Bölüm-37

561 28 4
                                    

    "Sana buraya oturabileceğini kim söyledi?" deyince tuttuğum sandalyeyi sert şekilde yerine iteledim. Tam sert bir şeyler söyleyecekken

    "Benim oturduğum masaya Tuğra da oturabilir baba. Hatırlatmama gerek yok öyle değil mi?"

    "Ben O'nun oturduğu masa da oturmam"

   "Pekala, size afiyet olsun o zaman" deyip kalkınca

   "Baba nereye?" deyince Murat Ceren'in elinden tutup

"Gel kızım annenle yemek yiyecez" deyince Ceren de hızla yerinden kalktı. Murat bana dönünce yüzündeki ifadeden itiraz etmemem gerektiğini anlamıştım. Uysal şekilde başımı salladım. Odadan çıkınca ben de peşinden gittim. Mutfağa girince içeri de ne işi olduğunu anlamamış halde peşinden girdim.

   "Fatma Teyze 3 kişilik yeriniz var mı?" deyince çalışanların hepsi gibi ben de şaşkınlıktan kocaman açılmış gözlerle ona bakakaldım.

    Toparlanan Fatma Teyze hemen "buyur ağam estağfurullah" deyince geçip oturduk üçümüzde. Ceren hemen babasının kucağına atladı.

   "Benim yerim burası değil mi baba"
"Evet güzel kızım. Her zaman senin yerin burasıdır" deyip saçlarından öptü. Sonra ayakta dikilenlere bakıp "Ee otursanıza, ne bekliyorsunuz?"

   Fatma Teyze "Estağfurullah ağam"
"Eştafuyuyyah" deyince gülmeye başladık. Murat Ceren'in kulağına eğilip

   "Kızım bu teyzelere ve ablara de ki hemen oturup yemek yesinler yoksa babam size çok kızacak"

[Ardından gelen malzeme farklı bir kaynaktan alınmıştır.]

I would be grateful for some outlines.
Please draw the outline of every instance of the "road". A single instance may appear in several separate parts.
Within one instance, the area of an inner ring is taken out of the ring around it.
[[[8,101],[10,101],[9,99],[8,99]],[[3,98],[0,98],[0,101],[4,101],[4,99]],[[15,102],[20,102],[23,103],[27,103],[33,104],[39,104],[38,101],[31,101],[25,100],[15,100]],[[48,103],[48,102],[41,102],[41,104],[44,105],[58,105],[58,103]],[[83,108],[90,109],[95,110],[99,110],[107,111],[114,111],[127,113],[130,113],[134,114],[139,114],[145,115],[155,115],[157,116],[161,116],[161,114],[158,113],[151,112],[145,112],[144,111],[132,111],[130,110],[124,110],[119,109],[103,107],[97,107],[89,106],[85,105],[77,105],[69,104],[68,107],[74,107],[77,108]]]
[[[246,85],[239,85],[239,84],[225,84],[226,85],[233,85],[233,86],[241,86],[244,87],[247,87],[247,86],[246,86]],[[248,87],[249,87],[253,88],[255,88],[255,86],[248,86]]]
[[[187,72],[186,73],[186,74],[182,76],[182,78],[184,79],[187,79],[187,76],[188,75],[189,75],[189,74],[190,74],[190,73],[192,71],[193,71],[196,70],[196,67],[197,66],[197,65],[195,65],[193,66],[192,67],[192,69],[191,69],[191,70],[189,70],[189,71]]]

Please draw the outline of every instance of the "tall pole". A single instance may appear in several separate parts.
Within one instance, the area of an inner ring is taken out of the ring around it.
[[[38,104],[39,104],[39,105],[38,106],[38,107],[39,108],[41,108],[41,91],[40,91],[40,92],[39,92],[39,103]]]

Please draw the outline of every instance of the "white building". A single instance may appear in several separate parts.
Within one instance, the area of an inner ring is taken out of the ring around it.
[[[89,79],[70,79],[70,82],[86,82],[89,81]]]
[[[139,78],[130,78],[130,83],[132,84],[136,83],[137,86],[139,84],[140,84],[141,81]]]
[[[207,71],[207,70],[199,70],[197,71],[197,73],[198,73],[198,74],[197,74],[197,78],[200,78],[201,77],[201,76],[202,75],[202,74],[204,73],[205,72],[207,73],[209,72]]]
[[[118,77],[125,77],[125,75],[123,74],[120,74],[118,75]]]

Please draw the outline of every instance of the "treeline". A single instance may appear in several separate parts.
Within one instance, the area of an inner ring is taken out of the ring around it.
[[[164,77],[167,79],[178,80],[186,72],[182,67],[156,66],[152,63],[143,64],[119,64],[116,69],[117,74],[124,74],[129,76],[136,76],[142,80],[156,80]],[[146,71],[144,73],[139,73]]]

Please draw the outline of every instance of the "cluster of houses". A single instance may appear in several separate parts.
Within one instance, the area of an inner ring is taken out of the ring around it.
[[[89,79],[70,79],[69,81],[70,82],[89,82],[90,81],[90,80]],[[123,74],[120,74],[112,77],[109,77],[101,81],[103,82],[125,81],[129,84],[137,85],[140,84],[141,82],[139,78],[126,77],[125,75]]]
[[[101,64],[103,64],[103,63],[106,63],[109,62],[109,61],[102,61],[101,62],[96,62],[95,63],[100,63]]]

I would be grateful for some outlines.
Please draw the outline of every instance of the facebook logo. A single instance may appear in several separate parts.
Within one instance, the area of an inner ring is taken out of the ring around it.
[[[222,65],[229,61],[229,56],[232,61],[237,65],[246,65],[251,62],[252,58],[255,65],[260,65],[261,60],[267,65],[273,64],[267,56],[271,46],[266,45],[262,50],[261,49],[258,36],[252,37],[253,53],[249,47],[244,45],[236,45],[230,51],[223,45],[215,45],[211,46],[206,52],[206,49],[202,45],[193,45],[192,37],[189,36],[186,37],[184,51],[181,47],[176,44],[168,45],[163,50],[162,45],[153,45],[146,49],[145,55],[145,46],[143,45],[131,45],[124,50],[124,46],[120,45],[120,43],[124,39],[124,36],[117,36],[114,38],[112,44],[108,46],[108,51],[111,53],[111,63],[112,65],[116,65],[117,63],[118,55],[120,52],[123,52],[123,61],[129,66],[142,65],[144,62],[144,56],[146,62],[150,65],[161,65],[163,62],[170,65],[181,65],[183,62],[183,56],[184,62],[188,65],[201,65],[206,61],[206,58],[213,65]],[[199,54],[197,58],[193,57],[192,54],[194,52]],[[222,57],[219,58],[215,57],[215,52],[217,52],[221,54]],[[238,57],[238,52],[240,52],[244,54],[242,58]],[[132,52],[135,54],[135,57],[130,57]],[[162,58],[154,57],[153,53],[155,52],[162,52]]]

    "Tamam baba. Fatma Teyze, Berivan abla, Zeliha abla ve Zümrüt abla eğer hemen oturup yemek yemezseniz babam size kızacakmış hem de çok kızacakmış" deyince hepsi birbirlerine
bakmaya başladılar.

   "Oturun haydi. Beraber bi yemek yiyelim" dediğimde korka korka oturdular. Yemeklerimizi yerken
Murat "Zümrüt senin okul nasıl gidiyor?" deyince

   "Sen okula mı başladın Zümrüt?" diye sordum gülümseyerek

   "Ağam sağolsun izin verdi okula gitmeme"
"Benim değil Tuğra sayesinde"

"Benim mi? Ben hiçbişey yapmadım ki?"
"Sen bana dedin ya, Zümrüt liseye gitmeyi çok istiyor diye"
"Ben hatırlamıyorum"

   "Hanımağam Allah senden razı olsun. Sayende gidebiliyorum okula" deyince suratımı ekşitip

"Ceren sen bana ne diye sesleniyorsun?"
"Anne"
"Peki, Zümrüt'e?"
"Abla"

   "Geldik son soruya bakalım bunu bilecek misin? Ben Zümrüt ablandan büyüğüm ya onun bana ne demesi gerekiyor" deyince biraz düşünüp

"Tuğra ablaaa" deyince

   "Aferin sana çak bi beşlik bakalım" deyip ellerimizi birbirine vurduk. "Duydun mu Ceren'i Zümrüt'cüm!"

"Duydum abla"

   "Zümyüt'cüm su verir misin?" deyince hep birlikte gülmeye başladık.

  Kenan abi "Ohh, biz içerde gergin gergin oturalım milletin burda keyfi yerinde bakıyorum" deyince mutfağın kapısına baktık.

   "Valla abi biz boşuna içeri de oturuyoruz. Gelip burda yemek yiyelim"
"Sanki biraz kalabalığız"
"Ben yerimi buldum bile Pınarcım. Ceren'in kucağına oturacam ben" deyince Ceren de korkarak "babaaa!" diye bağırıp az önce indiği Murat'ın kucağına atladı tekrar. Herkes gülerek mutfağa girdiler. Galiba yemek odasında sadece Yusuf Ağa, terminatör ve Sultan hanım kalmıştı. Gerisi hepsi burdaydı. Ömer ve Pınar mutfak taşına oturmuş öyle yiyorlardı yemeklerini. Diğerleri de masaya sıkışmış halde yiyorduk yemeklerimizi.